That was the key allegation in two lawsuits filed against the San Francisco-based Gap and the Ohio-based Abercrombie & Fitch and a third against Polo, according to a news story in the San Francisco Chronicle.
The lawsuits against Gap and Abercrombie claim that the retailers pressure hourly workers, either through written policies or subtle enforcement by managers, to pay for clothes purchased where they work as a condition of keeping their jobs. The lawsuits claim that such rules violate California laws requiring companies to provide uniforms, defined as including clothing of a specific design or brand, to employees free of charge.
The lawsuits mirror a pending federal lawsuit that was filed in September against Polo Ralph Lauren Corp. (See Polo Worker Challenges “Uniform” Policy ).

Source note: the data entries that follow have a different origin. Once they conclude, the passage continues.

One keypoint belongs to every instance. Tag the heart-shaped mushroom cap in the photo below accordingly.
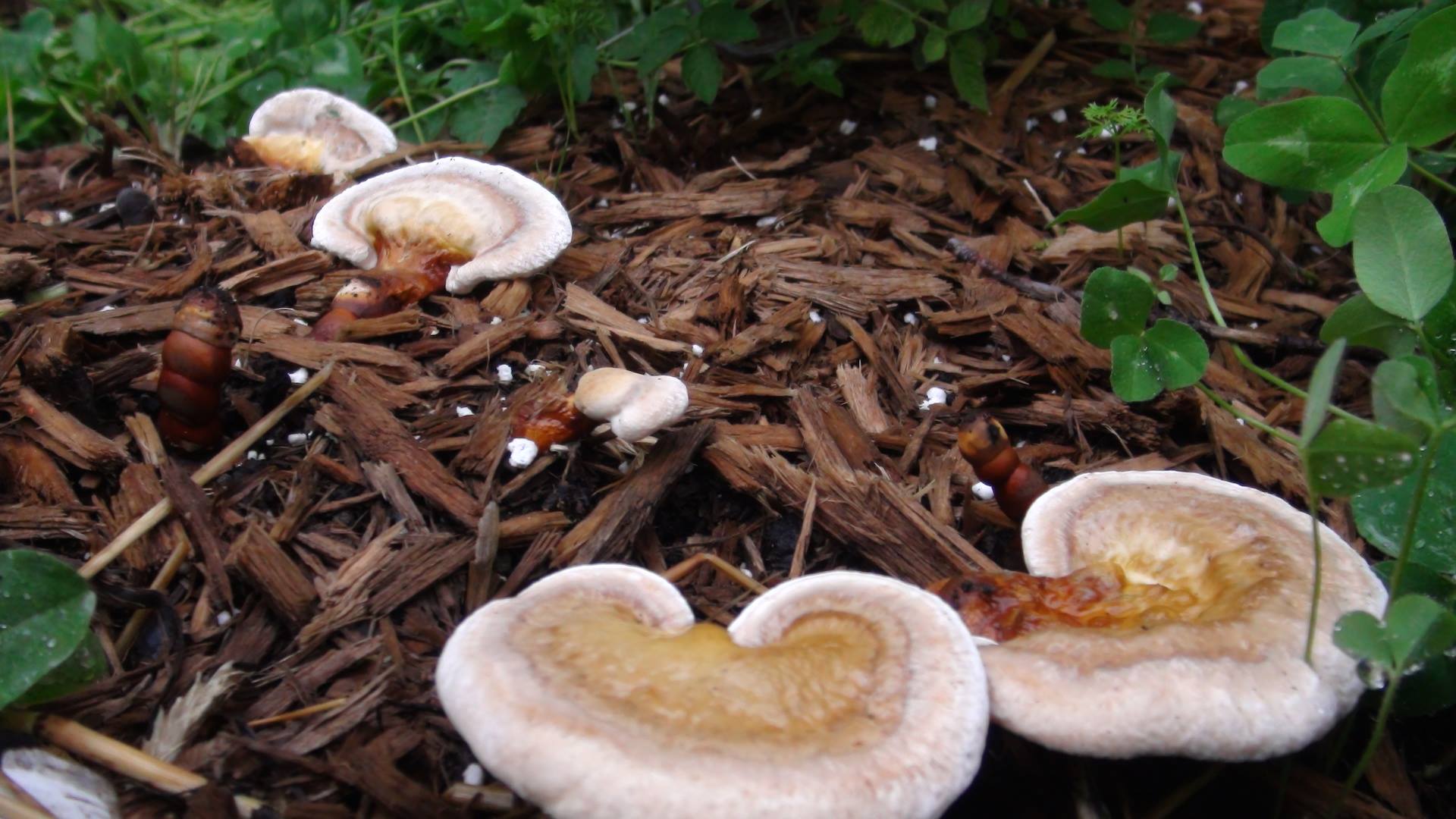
(504, 224)
(839, 695)
(318, 131)
(1204, 656)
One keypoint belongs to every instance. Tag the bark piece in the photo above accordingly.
(268, 569)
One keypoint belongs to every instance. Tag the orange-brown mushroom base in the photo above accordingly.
(827, 684)
(1138, 582)
(984, 447)
(197, 357)
(406, 273)
(551, 419)
(1003, 605)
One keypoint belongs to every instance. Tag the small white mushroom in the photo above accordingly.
(522, 452)
(318, 131)
(635, 406)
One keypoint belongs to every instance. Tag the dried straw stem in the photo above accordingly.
(220, 463)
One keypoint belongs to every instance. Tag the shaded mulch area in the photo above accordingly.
(792, 268)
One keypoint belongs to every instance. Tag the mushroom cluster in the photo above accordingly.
(1168, 614)
(596, 695)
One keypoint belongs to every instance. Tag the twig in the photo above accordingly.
(1038, 290)
(220, 463)
(1269, 246)
(300, 713)
(730, 570)
(118, 757)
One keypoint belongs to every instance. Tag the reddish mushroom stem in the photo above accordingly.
(983, 444)
(408, 276)
(549, 420)
(1002, 605)
(197, 357)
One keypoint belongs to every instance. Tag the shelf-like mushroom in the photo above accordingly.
(839, 695)
(637, 406)
(449, 223)
(1166, 615)
(316, 131)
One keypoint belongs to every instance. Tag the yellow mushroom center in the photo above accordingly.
(296, 150)
(1169, 554)
(833, 681)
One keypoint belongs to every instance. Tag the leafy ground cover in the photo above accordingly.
(1168, 251)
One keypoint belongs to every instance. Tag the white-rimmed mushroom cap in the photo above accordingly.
(1220, 678)
(635, 404)
(836, 695)
(503, 222)
(318, 131)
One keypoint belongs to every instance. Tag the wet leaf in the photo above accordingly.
(1402, 253)
(1350, 455)
(1178, 353)
(1318, 31)
(1321, 387)
(1310, 143)
(44, 614)
(1114, 302)
(1120, 205)
(1134, 376)
(1381, 513)
(1419, 101)
(1381, 172)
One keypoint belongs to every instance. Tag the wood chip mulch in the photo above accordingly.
(795, 271)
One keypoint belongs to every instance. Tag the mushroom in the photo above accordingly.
(316, 131)
(1168, 615)
(984, 447)
(840, 695)
(635, 404)
(453, 222)
(197, 357)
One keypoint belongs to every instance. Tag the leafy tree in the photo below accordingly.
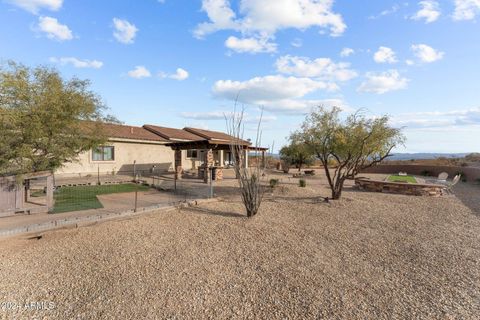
(296, 153)
(354, 144)
(45, 120)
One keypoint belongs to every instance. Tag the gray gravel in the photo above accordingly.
(369, 256)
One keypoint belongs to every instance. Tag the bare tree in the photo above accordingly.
(352, 145)
(249, 178)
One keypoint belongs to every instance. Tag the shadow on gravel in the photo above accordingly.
(469, 195)
(215, 212)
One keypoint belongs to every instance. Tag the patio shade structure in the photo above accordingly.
(210, 145)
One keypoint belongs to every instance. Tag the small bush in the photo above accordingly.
(462, 175)
(273, 183)
(302, 183)
(426, 173)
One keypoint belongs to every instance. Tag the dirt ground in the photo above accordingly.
(367, 256)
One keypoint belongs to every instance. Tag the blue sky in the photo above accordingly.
(182, 63)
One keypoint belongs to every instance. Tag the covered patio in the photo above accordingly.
(215, 156)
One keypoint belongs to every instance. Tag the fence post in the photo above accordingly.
(211, 182)
(98, 175)
(136, 197)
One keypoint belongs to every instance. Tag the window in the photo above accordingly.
(103, 153)
(192, 153)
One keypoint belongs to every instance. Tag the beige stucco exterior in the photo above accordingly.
(150, 157)
(145, 154)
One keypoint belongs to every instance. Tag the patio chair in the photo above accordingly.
(442, 178)
(455, 180)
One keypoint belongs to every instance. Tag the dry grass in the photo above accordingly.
(368, 256)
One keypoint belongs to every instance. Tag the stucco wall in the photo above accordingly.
(146, 156)
(470, 173)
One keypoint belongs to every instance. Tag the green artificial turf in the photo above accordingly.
(85, 197)
(397, 178)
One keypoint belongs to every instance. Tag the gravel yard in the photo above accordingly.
(368, 256)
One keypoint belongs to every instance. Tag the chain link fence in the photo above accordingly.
(124, 191)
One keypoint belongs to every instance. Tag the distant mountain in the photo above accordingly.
(406, 156)
(425, 156)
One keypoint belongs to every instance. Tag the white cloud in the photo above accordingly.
(139, 72)
(296, 106)
(268, 88)
(180, 75)
(383, 82)
(125, 31)
(466, 9)
(426, 53)
(445, 119)
(321, 68)
(220, 115)
(272, 92)
(250, 45)
(77, 63)
(297, 43)
(385, 55)
(263, 18)
(386, 12)
(34, 6)
(346, 52)
(430, 11)
(54, 29)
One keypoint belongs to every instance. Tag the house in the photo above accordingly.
(152, 149)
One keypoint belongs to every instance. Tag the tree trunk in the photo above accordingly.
(337, 189)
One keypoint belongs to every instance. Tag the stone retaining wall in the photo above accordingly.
(469, 173)
(414, 189)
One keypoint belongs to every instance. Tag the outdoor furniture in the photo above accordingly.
(455, 180)
(442, 177)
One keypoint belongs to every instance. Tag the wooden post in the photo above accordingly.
(136, 197)
(50, 186)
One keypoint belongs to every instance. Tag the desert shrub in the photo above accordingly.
(462, 175)
(302, 183)
(473, 157)
(426, 173)
(273, 183)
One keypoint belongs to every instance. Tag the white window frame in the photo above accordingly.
(191, 150)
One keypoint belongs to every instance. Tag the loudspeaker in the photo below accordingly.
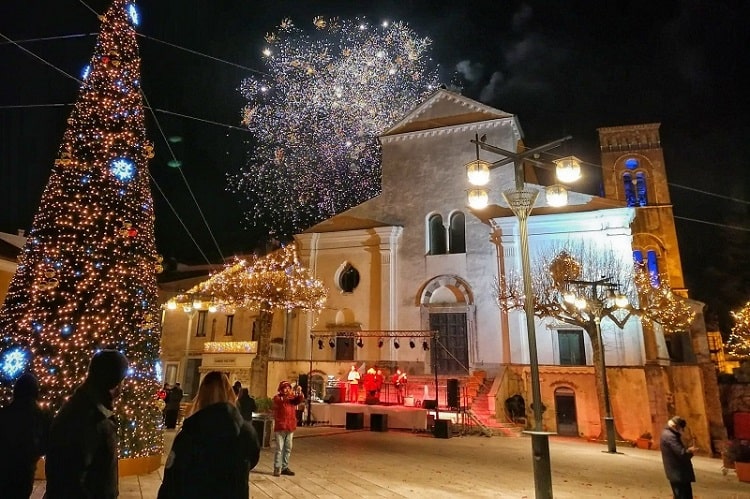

According to the Chronicle story, Gap managers criticize employees who wear non-Gap clothing, routinely telling them to buy and change into Gap clothing on the spot or go home. One Gap worker told the newspaper that he spent $500 on Gap clothing to satisfy managers after they hired him as a seasonal worker in December.
Gap spokeswoman Stacy MacLean said employees shouldn’t come to work wearing clothes with obvious labels belonging to competitors. Moreover, employees should look “brand- appropriate” at Gap and sister division Banana Republic (at Old Navy, employees are given T-shirts to wear), according to a policy stating that the company prefers, but does not require, that its own brands be worn, she told the newspaper. Abercrombie & Fitch faces similar allegations.
In a similar pending federal lawsuit against Polo, Toni Young, 32, said she has spent more than $35,000 on Polo purchases since 1997 in order to satisfy alleged dress-code policies and keep her sales job at Polo’s Post Street store in San Francisco. Polo, in court documents, has denied allegations that its store employees are made to buy Polo-brand clothes in order to avoid being reprimanded or fired.
The California Labor Commission, meanwhile, says dress-code requirements as alleged in all three lawsuits, even when they involve typical employee discounts of 20% or more, violate state laws prohibiting employers from forcing employees to pay for their own uniforms. Such policies nevertheless are common among both high-end and lower-priced clothing chains, according to industry insiders and the California Labor Commission.